Я потеряла счет уходам и приходам навсегда. Принимала без колебаний, потому что это не он возвращался, а моя жизнь, и уходила тоже она, оставляя от меня одну механику организма, который перебирает руками и ногами, будто гребет в воздушном океане. А все стоящие на земле отворачиваются от него, чуют: тут черная дыра, а может, черная луна, но всяко страшно, когда суша превращается в пучину, грозящую унести на дно.
Я вернулась в Москву. Здесь все было новым, все было настроено, как я в Париже, покуда во мне светилась жизнь, на открытия и любовь. Я себя чувствовала так, будто приехала к внукам: я ведь тоже когда-то – то ли вчера, то ли вечность назад – была такой, а теперь они. У меня была страшная ностальгия по этой внучатой Москве в Париже, а в новомосковской жизни я тосковала по собственной внучатости в Париже. Как в детстве, спрашивала: «Что это такое?» – и пожилой Париж рассказывал мне о себе. В Москве ласково объясняла, что МММ, «Чара», «Гербалайф» – это все обман, но мне не верили.

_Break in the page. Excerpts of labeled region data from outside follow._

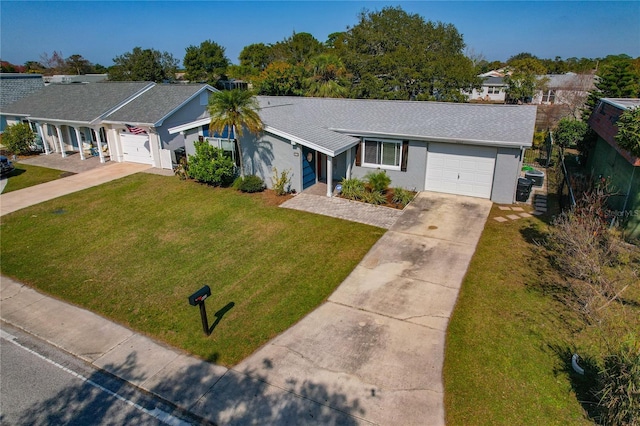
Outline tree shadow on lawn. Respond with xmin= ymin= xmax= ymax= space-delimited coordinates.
xmin=549 ymin=345 xmax=601 ymax=424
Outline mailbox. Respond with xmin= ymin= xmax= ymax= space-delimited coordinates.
xmin=189 ymin=285 xmax=211 ymax=306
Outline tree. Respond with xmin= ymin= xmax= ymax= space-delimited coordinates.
xmin=582 ymin=56 xmax=640 ymax=120
xmin=305 ymin=54 xmax=349 ymax=98
xmin=238 ymin=43 xmax=271 ymax=74
xmin=271 ymin=32 xmax=325 ymax=65
xmin=256 ymin=61 xmax=306 ymax=96
xmin=2 ymin=123 xmax=36 ymax=154
xmin=183 ymin=40 xmax=229 ymax=86
xmin=208 ymin=89 xmax=264 ymax=177
xmin=554 ymin=117 xmax=588 ymax=156
xmin=504 ymin=57 xmax=546 ymax=103
xmin=336 ymin=7 xmax=480 ymax=100
xmin=65 ymin=55 xmax=93 ymax=75
xmin=108 ymin=47 xmax=178 ymax=83
xmin=615 ymin=107 xmax=640 ymax=157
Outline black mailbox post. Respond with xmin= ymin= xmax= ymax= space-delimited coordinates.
xmin=189 ymin=285 xmax=211 ymax=336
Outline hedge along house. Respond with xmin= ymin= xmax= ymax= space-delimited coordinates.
xmin=174 ymin=96 xmax=536 ymax=203
xmin=2 ymin=82 xmax=215 ymax=169
xmin=587 ymin=98 xmax=640 ymax=238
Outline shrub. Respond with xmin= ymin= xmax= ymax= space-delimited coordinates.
xmin=2 ymin=123 xmax=36 ymax=154
xmin=364 ymin=170 xmax=391 ymax=194
xmin=271 ymin=167 xmax=291 ymax=195
xmin=596 ymin=336 xmax=640 ymax=426
xmin=234 ymin=175 xmax=265 ymax=193
xmin=340 ymin=178 xmax=366 ymax=200
xmin=392 ymin=188 xmax=413 ymax=207
xmin=187 ymin=141 xmax=236 ymax=186
xmin=362 ymin=191 xmax=387 ymax=205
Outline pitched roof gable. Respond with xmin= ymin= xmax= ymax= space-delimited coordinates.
xmin=258 ymin=96 xmax=536 ymax=154
xmin=3 ymin=81 xmax=154 ymax=123
xmin=105 ymin=84 xmax=215 ymax=125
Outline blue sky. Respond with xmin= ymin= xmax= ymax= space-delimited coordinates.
xmin=0 ymin=0 xmax=640 ymax=66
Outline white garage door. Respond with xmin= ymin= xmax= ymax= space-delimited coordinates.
xmin=425 ymin=143 xmax=497 ymax=198
xmin=120 ymin=133 xmax=153 ymax=164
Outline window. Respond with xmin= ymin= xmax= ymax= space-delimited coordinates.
xmin=362 ymin=139 xmax=402 ymax=169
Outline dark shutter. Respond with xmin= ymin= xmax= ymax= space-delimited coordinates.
xmin=400 ymin=141 xmax=409 ymax=172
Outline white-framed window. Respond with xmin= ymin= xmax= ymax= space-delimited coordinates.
xmin=362 ymin=139 xmax=402 ymax=170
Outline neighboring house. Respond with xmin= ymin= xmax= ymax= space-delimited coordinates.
xmin=469 ymin=74 xmax=508 ymax=103
xmin=0 ymin=82 xmax=215 ymax=169
xmin=174 ymin=96 xmax=536 ymax=203
xmin=531 ymin=72 xmax=595 ymax=106
xmin=0 ymin=73 xmax=44 ymax=133
xmin=587 ymin=98 xmax=640 ymax=238
xmin=44 ymin=74 xmax=108 ymax=85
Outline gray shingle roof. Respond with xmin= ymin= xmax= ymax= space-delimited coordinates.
xmin=105 ymin=84 xmax=209 ymax=125
xmin=258 ymin=96 xmax=536 ymax=155
xmin=2 ymin=81 xmax=154 ymax=123
xmin=0 ymin=73 xmax=44 ymax=110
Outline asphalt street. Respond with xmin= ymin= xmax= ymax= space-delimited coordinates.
xmin=0 ymin=323 xmax=200 ymax=425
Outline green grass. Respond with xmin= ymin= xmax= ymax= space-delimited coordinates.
xmin=0 ymin=174 xmax=384 ymax=365
xmin=444 ymin=206 xmax=591 ymax=425
xmin=2 ymin=163 xmax=70 ymax=194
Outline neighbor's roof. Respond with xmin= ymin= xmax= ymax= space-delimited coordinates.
xmin=601 ymin=98 xmax=640 ymax=109
xmin=105 ymin=84 xmax=215 ymax=126
xmin=258 ymin=96 xmax=536 ymax=155
xmin=2 ymin=81 xmax=154 ymax=123
xmin=0 ymin=72 xmax=44 ymax=110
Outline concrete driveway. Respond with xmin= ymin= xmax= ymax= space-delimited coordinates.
xmin=232 ymin=192 xmax=492 ymax=425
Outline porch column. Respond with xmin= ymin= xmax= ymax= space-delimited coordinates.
xmin=327 ymin=155 xmax=333 ymax=197
xmin=36 ymin=123 xmax=51 ymax=155
xmin=93 ymin=127 xmax=107 ymax=163
xmin=55 ymin=125 xmax=67 ymax=158
xmin=73 ymin=127 xmax=84 ymax=160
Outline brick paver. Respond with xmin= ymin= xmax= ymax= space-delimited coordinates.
xmin=280 ymin=193 xmax=402 ymax=229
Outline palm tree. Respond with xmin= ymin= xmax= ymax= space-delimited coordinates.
xmin=208 ymin=89 xmax=264 ymax=177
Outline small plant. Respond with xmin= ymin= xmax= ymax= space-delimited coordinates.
xmin=2 ymin=123 xmax=36 ymax=154
xmin=362 ymin=191 xmax=387 ymax=205
xmin=364 ymin=170 xmax=391 ymax=194
xmin=596 ymin=336 xmax=640 ymax=426
xmin=391 ymin=188 xmax=413 ymax=207
xmin=187 ymin=141 xmax=236 ymax=186
xmin=340 ymin=178 xmax=366 ymax=201
xmin=271 ymin=167 xmax=291 ymax=195
xmin=234 ymin=175 xmax=265 ymax=193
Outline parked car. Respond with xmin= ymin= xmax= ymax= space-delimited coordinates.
xmin=0 ymin=155 xmax=15 ymax=176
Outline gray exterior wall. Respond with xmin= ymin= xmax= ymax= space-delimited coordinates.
xmin=350 ymin=141 xmax=427 ymax=191
xmin=491 ymin=148 xmax=524 ymax=204
xmin=241 ymin=131 xmax=302 ymax=192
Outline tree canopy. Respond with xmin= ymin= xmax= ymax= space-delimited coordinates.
xmin=108 ymin=47 xmax=178 ymax=83
xmin=334 ymin=7 xmax=479 ymax=100
xmin=183 ymin=40 xmax=230 ymax=86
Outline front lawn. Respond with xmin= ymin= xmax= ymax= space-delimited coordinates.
xmin=444 ymin=206 xmax=640 ymax=425
xmin=2 ymin=163 xmax=72 ymax=194
xmin=0 ymin=174 xmax=384 ymax=366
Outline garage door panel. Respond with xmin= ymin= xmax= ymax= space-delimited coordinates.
xmin=425 ymin=143 xmax=497 ymax=198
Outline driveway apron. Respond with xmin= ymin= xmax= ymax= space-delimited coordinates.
xmin=0 ymin=163 xmax=151 ymax=216
xmin=232 ymin=192 xmax=492 ymax=425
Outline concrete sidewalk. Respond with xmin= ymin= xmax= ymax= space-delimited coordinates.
xmin=0 ymin=192 xmax=491 ymax=425
xmin=0 ymin=163 xmax=151 ymax=216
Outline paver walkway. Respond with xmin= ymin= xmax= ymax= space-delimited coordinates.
xmin=280 ymin=192 xmax=402 ymax=229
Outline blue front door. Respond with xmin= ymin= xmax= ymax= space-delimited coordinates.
xmin=302 ymin=147 xmax=316 ymax=191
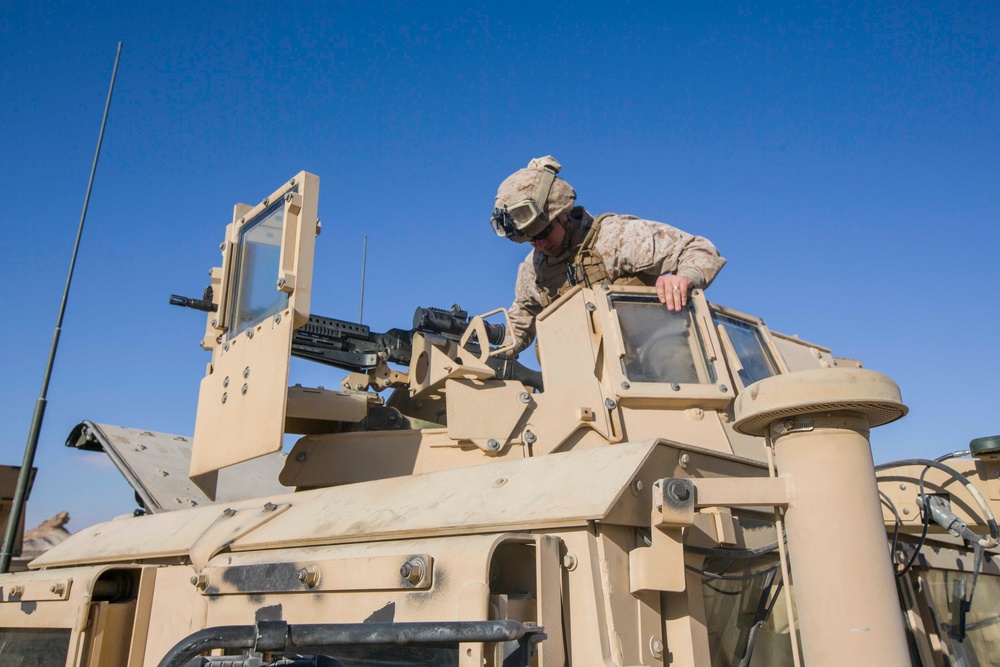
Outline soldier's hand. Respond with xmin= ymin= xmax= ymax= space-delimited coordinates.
xmin=656 ymin=273 xmax=691 ymax=311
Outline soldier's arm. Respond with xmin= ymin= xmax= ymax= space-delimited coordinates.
xmin=504 ymin=256 xmax=542 ymax=354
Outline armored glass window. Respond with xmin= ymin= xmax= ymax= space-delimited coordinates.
xmin=611 ymin=294 xmax=715 ymax=384
xmin=229 ymin=199 xmax=288 ymax=338
xmin=712 ymin=313 xmax=778 ymax=387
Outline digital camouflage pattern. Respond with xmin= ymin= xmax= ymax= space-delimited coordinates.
xmin=506 ymin=206 xmax=726 ymax=353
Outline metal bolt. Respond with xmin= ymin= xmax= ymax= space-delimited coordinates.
xmin=399 ymin=556 xmax=427 ymax=586
xmin=666 ymin=479 xmax=691 ymax=502
xmin=296 ymin=565 xmax=319 ymax=588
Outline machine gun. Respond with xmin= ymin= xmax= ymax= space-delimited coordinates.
xmin=170 ymin=296 xmax=542 ymax=390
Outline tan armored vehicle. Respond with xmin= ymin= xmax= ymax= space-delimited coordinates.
xmin=0 ymin=172 xmax=1000 ymax=667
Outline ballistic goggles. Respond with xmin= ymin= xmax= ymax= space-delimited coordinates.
xmin=490 ymin=169 xmax=556 ymax=243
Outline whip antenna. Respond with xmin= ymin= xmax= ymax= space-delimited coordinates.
xmin=0 ymin=42 xmax=122 ymax=574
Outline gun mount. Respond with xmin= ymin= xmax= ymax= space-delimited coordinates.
xmin=0 ymin=172 xmax=1000 ymax=667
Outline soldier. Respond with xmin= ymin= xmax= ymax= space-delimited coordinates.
xmin=491 ymin=155 xmax=726 ymax=353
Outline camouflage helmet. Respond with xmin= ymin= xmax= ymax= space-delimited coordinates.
xmin=490 ymin=155 xmax=576 ymax=243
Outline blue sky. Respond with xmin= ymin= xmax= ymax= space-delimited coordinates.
xmin=0 ymin=0 xmax=1000 ymax=530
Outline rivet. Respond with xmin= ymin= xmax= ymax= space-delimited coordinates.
xmin=296 ymin=565 xmax=319 ymax=588
xmin=399 ymin=556 xmax=427 ymax=586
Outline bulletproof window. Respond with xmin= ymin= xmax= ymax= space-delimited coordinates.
xmin=0 ymin=628 xmax=70 ymax=667
xmin=611 ymin=294 xmax=716 ymax=384
xmin=712 ymin=313 xmax=778 ymax=387
xmin=229 ymin=199 xmax=288 ymax=338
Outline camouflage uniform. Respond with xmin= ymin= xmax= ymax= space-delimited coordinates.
xmin=506 ymin=206 xmax=726 ymax=352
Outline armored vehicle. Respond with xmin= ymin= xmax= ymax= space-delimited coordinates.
xmin=0 ymin=172 xmax=1000 ymax=667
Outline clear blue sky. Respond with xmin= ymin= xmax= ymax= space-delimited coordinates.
xmin=0 ymin=0 xmax=1000 ymax=530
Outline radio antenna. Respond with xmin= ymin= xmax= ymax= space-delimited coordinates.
xmin=0 ymin=42 xmax=122 ymax=574
xmin=358 ymin=234 xmax=368 ymax=324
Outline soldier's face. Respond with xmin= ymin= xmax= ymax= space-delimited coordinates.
xmin=531 ymin=222 xmax=566 ymax=255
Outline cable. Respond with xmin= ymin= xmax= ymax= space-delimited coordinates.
xmin=875 ymin=459 xmax=1000 ymax=549
xmin=684 ymin=565 xmax=780 ymax=581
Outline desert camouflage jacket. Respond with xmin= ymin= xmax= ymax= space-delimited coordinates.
xmin=506 ymin=206 xmax=726 ymax=352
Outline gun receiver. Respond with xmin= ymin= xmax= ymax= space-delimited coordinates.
xmin=170 ymin=285 xmax=219 ymax=313
xmin=292 ymin=304 xmax=506 ymax=372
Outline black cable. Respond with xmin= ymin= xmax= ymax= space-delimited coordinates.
xmin=684 ymin=565 xmax=781 ymax=581
xmin=684 ymin=542 xmax=778 ymax=559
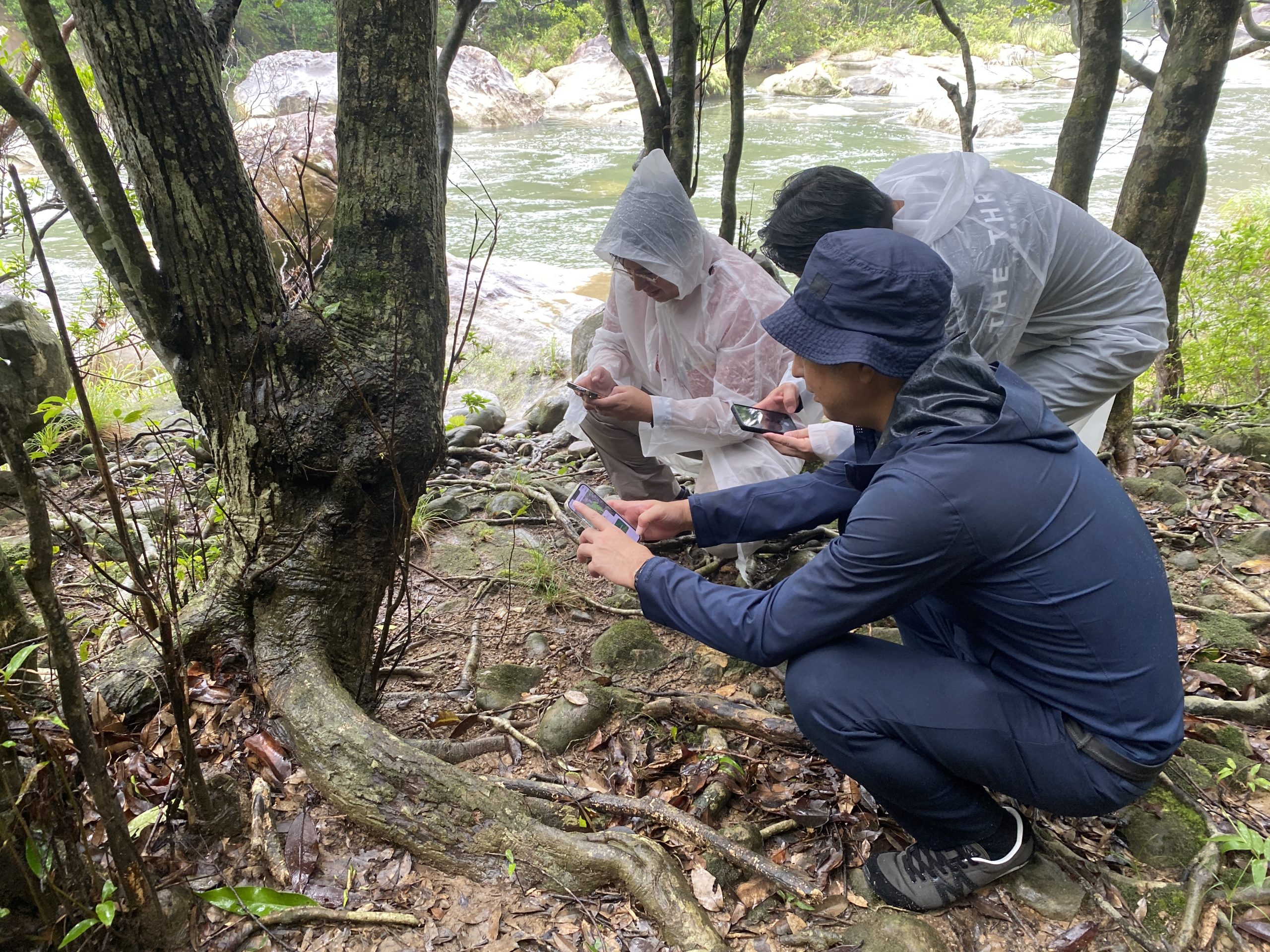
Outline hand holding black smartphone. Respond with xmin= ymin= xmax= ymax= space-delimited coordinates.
xmin=565 ymin=482 xmax=639 ymax=542
xmin=732 ymin=404 xmax=803 ymax=433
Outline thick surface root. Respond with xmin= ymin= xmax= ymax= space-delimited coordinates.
xmin=255 ymin=629 xmax=725 ymax=952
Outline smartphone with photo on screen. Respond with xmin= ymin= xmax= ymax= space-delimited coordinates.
xmin=732 ymin=404 xmax=803 ymax=433
xmin=567 ymin=482 xmax=639 ymax=542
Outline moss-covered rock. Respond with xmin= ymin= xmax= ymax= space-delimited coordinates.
xmin=1190 ymin=721 xmax=1252 ymax=758
xmin=1181 ymin=737 xmax=1252 ymax=783
xmin=474 ymin=664 xmax=542 ymax=711
xmin=1191 ymin=661 xmax=1252 ymax=694
xmin=1195 ymin=612 xmax=1261 ymax=651
xmin=1150 ymin=466 xmax=1186 ymax=486
xmin=842 ymin=909 xmax=948 ymax=952
xmin=1124 ymin=787 xmax=1208 ymax=870
xmin=535 ymin=682 xmax=615 ymax=754
xmin=590 ymin=618 xmax=671 ymax=674
xmin=1001 ymin=854 xmax=1084 ymax=922
xmin=1120 ymin=476 xmax=1186 ymax=514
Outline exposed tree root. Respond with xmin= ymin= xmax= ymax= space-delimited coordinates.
xmin=1186 ymin=694 xmax=1270 ymax=727
xmin=498 ymin=779 xmax=821 ymax=898
xmin=644 ymin=694 xmax=810 ymax=748
xmin=211 ymin=906 xmax=423 ymax=952
xmin=255 ymin=629 xmax=734 ymax=952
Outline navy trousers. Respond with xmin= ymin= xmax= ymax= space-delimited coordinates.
xmin=785 ymin=599 xmax=1150 ymax=849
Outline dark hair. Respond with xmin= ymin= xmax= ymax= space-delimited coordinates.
xmin=758 ymin=165 xmax=894 ymax=274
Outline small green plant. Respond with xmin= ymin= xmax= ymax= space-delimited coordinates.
xmin=1215 ymin=757 xmax=1270 ymax=791
xmin=1211 ymin=820 xmax=1270 ymax=891
xmin=57 ymin=880 xmax=118 ymax=948
xmin=460 ymin=390 xmax=489 ymax=414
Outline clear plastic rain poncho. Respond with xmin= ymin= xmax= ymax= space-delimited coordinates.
xmin=797 ymin=152 xmax=1168 ymax=452
xmin=565 ymin=150 xmax=801 ymax=566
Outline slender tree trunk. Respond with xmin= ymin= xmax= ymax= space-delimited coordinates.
xmin=671 ymin=0 xmax=701 ymax=195
xmin=10 ymin=0 xmax=723 ymax=952
xmin=719 ymin=0 xmax=767 ymax=245
xmin=437 ymin=0 xmax=480 ymax=186
xmin=605 ymin=0 xmax=667 ymax=152
xmin=1049 ymin=0 xmax=1124 ymax=208
xmin=1113 ymin=0 xmax=1243 ymax=399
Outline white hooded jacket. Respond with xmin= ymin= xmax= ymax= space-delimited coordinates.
xmin=812 ymin=152 xmax=1168 ymax=454
xmin=565 ymin=150 xmax=801 ymax=510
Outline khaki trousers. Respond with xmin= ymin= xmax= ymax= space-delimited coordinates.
xmin=581 ymin=413 xmax=680 ymax=503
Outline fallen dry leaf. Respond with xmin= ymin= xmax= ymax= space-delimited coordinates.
xmin=283 ymin=810 xmax=318 ymax=892
xmin=1049 ymin=923 xmax=1098 ymax=952
xmin=737 ymin=880 xmax=776 ymax=909
xmin=689 ymin=866 xmax=723 ymax=913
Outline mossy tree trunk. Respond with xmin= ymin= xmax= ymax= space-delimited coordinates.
xmin=0 ymin=0 xmax=723 ymax=950
xmin=1113 ymin=0 xmax=1243 ymax=400
xmin=1049 ymin=0 xmax=1124 ymax=208
xmin=719 ymin=0 xmax=767 ymax=245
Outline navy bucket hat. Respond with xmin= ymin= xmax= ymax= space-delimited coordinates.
xmin=763 ymin=229 xmax=952 ymax=377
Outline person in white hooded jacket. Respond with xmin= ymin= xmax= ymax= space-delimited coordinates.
xmin=760 ymin=152 xmax=1168 ymax=460
xmin=565 ymin=150 xmax=802 ymax=556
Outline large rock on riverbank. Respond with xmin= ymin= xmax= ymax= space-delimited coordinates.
xmin=0 ymin=296 xmax=71 ymax=438
xmin=544 ymin=36 xmax=668 ymax=119
xmin=234 ymin=46 xmax=542 ymax=128
xmin=904 ymin=95 xmax=1023 ymax=138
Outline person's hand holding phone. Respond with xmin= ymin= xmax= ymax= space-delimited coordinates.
xmin=763 ymin=429 xmax=821 ymax=461
xmin=585 ymin=387 xmax=653 ymax=422
xmin=574 ymin=367 xmax=616 ymax=397
xmin=608 ymin=499 xmax=692 ymax=542
xmin=573 ymin=503 xmax=653 ymax=589
xmin=755 ymin=382 xmax=799 ymax=414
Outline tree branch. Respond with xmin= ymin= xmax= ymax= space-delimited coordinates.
xmin=0 ymin=16 xmax=75 ymax=147
xmin=207 ymin=0 xmax=243 ymax=60
xmin=22 ymin=0 xmax=168 ymax=340
xmin=1240 ymin=2 xmax=1270 ymax=42
xmin=437 ymin=0 xmax=480 ymax=188
xmin=605 ymin=0 xmax=668 ymax=159
xmin=0 ymin=63 xmax=159 ymax=340
xmin=931 ymin=0 xmax=977 ymax=152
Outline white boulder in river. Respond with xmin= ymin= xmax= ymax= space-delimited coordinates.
xmin=544 ymin=36 xmax=665 ymax=114
xmin=758 ymin=62 xmax=842 ymax=97
xmin=904 ymin=97 xmax=1023 ymax=138
xmin=234 ymin=46 xmax=542 ymax=128
xmin=515 ymin=70 xmax=555 ymax=103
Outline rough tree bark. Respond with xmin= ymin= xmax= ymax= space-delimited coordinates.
xmin=0 ymin=0 xmax=723 ymax=952
xmin=719 ymin=0 xmax=767 ymax=245
xmin=437 ymin=0 xmax=480 ymax=186
xmin=669 ymin=0 xmax=703 ymax=195
xmin=1049 ymin=0 xmax=1124 ymax=208
xmin=1113 ymin=0 xmax=1243 ymax=400
xmin=605 ymin=0 xmax=669 ymax=159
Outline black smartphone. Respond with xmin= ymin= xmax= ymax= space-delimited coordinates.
xmin=565 ymin=482 xmax=639 ymax=542
xmin=732 ymin=404 xmax=803 ymax=433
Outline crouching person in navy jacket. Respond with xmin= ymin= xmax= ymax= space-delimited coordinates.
xmin=578 ymin=230 xmax=1182 ymax=910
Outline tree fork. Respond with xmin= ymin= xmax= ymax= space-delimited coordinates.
xmin=1049 ymin=0 xmax=1124 ymax=208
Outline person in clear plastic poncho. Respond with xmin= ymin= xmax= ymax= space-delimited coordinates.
xmin=565 ymin=150 xmax=802 ymax=571
xmin=761 ymin=152 xmax=1168 ymax=460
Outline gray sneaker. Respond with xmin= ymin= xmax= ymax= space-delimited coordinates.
xmin=865 ymin=806 xmax=1035 ymax=913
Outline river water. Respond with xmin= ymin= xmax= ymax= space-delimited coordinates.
xmin=10 ymin=41 xmax=1270 ymax=302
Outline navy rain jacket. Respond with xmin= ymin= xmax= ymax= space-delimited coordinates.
xmin=635 ymin=335 xmax=1182 ymax=764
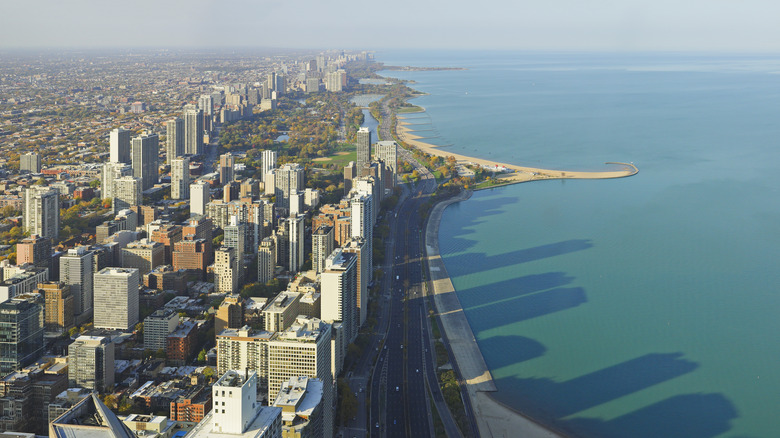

Теперь, когда вся эта история покрылась водорослями – да, она утонула и лежит на морском дне вместе с устрицами, – я осознаю, что больше ничего для себя не открываю, все знаю, все понимаю, все видела. И печально отмечаю, как прозорлив был Он, располагавший меня в критические моменты по ту сторону линии фронта. Не было ее, этой линии, и вдруг она появилась. А для него – никуда и не исчезала. Но для меня ее по-прежнему нет – это их фронт, не мой. Нет, меня тогда не ранили его причитания «ты русская», это как в детстве говорили: «Ты еще маленькая». Поэтому учили, холили, лелеяли, ругали, наказывали. И вот я очень взрослая. И понимаю, что сегодня закончилась бель эпок два. И она кажется невообразимо прекрасной и далекой, но вспоминаю я не ее сладость, а ее горечь, потому что именно горечь виновата в том, что у меня на языке появился вкус войны, то есть не личной, а глобальной черной дыры. Войной меня начали прикармливать давно, с нарастанием крещендо в слове «победа», с множащимися черно-рыжими лентами, с танками в телевизионной картинке, и вот тема, словно внезапно всплывшая со дна, – ядерный удар. И русские люди перешли на крик: посадить, расстрелять, отжать. Впервые я не капризничаю, что не люблю зиму и когда же кончится март. Наоборот, страшно ценю, что иду вечером по бульвару, а деревья светятся, магазины работают, можно пойти в кино, вернуться домой, сидеть в тепле, за компьютером, как я сейчас, или читать книжку, или болтать на кухне с друзьями. Москва больше не живет открытиями – только закрытиями, и их все больше, пространство все теснее, тревога разлита в воздухе, и все говорят, что «что-то надо делать».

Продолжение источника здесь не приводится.